Minggu, 24 September 2017

Baitullah, Rumah Allah

MASJID SEBAGAI RUMAH ALLAH:
ALLAH PUNYA TEMPAT?

Bait yang berarti rumah adalah makhluk Allah. Nama-nama makluk apabila disandarkan kepada Lafzhul Jalalah (Allah) maka tujuannya adalah untuk memuliakan makhluk itu. Jenis penyandaran untuk tujuan memuliakan ini disebut dengan idhafah li al-tasyrif, idhafah li al-takrim atau idhafah tasyrifiyah, idhafah takrimiyah.

Berdasarkan penjelasan ini, baitullah yang secara harfiah bermakna “rumah Allah” maksudnya adalah rumah atau bangunan yang dimuliakan oleh Allah. Baitullah tidak boleh dimaknai sebagai tempat tinggal Allah, sehingga meniscayakan keyakinan menyimpang bahwa Allah membutuhkan tempat tinggal.

Dalam al-Qur’an, idhafah tasyrifiyah ini memiliki contoh berkelimun. Misalnya kalimat naqatullah (makna harfiyah: onta Allah) pada Surat al-A’raf ayat 73 dan Hud ayat 64, ardhullah (makna harfiyah: bumi Allah) pada Surat al-A’raf ayat 73, ruhana atau ruhullah (makna harfiyah: ruh Allah) pada Surat Maryam ayat 17, ibadullah (makna harfiyah: hamba Allah) pada Surat Ash-Shaffat ayat 40 dan beberapa ayat lainnya, serta Rasulullah (makna harfiyah: utusan Allah) pada Surat an-Nisa ayat 57 dan ayat-ayat lainnya.

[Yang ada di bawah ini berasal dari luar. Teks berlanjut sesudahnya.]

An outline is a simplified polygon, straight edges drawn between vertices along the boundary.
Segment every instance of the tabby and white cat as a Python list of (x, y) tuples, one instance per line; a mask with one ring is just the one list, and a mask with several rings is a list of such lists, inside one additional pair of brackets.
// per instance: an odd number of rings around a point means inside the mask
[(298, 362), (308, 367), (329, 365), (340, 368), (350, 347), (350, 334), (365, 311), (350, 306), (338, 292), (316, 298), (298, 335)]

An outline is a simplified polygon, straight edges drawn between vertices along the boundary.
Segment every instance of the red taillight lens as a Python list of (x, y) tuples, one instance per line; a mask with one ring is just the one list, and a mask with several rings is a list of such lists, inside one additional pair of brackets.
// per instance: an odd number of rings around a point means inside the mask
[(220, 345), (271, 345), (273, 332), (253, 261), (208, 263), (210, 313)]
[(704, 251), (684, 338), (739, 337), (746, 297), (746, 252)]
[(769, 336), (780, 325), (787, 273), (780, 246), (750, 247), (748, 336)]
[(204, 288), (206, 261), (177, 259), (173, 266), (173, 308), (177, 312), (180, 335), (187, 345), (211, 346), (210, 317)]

Nama-nama yang disandarkan pada lafazh Allah tersebut adalah makhluk-makhluk mulia. Maka jenis idhafah-nya adalah tasyrif (pemuliaan), bukan tab’idh (“bagian” dari Allah). Oleh karena itu, kalimat ruhullah tidak boleh diartikan dengan makna “Allah” sendiri, sehingga meniscayakan keyakinan menyimpang bahwa Allah memiliki ruh.

Allah SWT berfirman:

﴿فَاتَّخَذَتْ مِن دُونِهِمْ حِجَاباً فَأَرْسَلْنَا إِلَيْهَا رُوحَنَا فَتَمَثَّلَ لَهَا بَشَراً سَوِيّاً﴾

“Maka ia mengadakan tabir (yang melindunginya) dari mereka; lalu Kami mengutus ruh Kami kepadanya, maka ia menjelma di hadapannya (dalam bentuk) manusia yang sempurna.” (QS. Maryam [19]: 17).

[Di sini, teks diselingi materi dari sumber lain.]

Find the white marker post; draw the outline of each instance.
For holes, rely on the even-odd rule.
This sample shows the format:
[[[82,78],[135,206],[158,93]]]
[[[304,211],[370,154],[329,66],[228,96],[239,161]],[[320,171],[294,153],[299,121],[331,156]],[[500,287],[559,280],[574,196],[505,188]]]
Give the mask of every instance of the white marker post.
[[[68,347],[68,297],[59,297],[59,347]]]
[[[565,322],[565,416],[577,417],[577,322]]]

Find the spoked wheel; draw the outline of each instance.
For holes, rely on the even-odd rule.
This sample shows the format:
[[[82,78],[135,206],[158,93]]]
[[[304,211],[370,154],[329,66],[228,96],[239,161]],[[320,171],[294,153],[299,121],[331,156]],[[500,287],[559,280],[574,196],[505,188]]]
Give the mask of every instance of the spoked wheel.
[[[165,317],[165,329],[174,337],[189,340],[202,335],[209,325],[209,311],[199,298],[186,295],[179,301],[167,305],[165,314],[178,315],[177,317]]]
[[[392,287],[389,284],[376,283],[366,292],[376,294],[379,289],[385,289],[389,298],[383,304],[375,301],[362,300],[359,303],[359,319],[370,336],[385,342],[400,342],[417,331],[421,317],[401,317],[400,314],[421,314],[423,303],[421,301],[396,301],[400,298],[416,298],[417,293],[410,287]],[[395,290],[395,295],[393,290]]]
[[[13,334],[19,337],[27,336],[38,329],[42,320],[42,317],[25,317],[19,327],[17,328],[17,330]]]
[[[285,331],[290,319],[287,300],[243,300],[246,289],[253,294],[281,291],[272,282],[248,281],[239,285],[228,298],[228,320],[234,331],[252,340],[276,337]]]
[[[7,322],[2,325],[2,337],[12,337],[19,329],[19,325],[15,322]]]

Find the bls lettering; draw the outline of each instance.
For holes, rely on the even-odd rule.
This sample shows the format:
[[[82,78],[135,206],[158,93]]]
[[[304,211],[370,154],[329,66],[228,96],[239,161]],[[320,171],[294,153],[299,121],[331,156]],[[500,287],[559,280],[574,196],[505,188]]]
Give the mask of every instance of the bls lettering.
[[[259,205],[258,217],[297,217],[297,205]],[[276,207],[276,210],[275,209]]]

Makna “ruh Kami” dalam ayat di atas adalah Malaikat Jibril, bukan Allah sendiri. Karena tidak mungkin Allah mengutus Allah sendiri. Istilahnya, “al-mursil laisa al-mursal”, pengutus bukanlah yang diutus.

“Ruh Kami” adalah idhafah tasyrifiyah, dan yang dimaksud adalah Malaikat Jibril AS. Dia disandarkan kepada lafazh Allah karena kemuliaannya yang lebih dibandingkan malaikat lainnya.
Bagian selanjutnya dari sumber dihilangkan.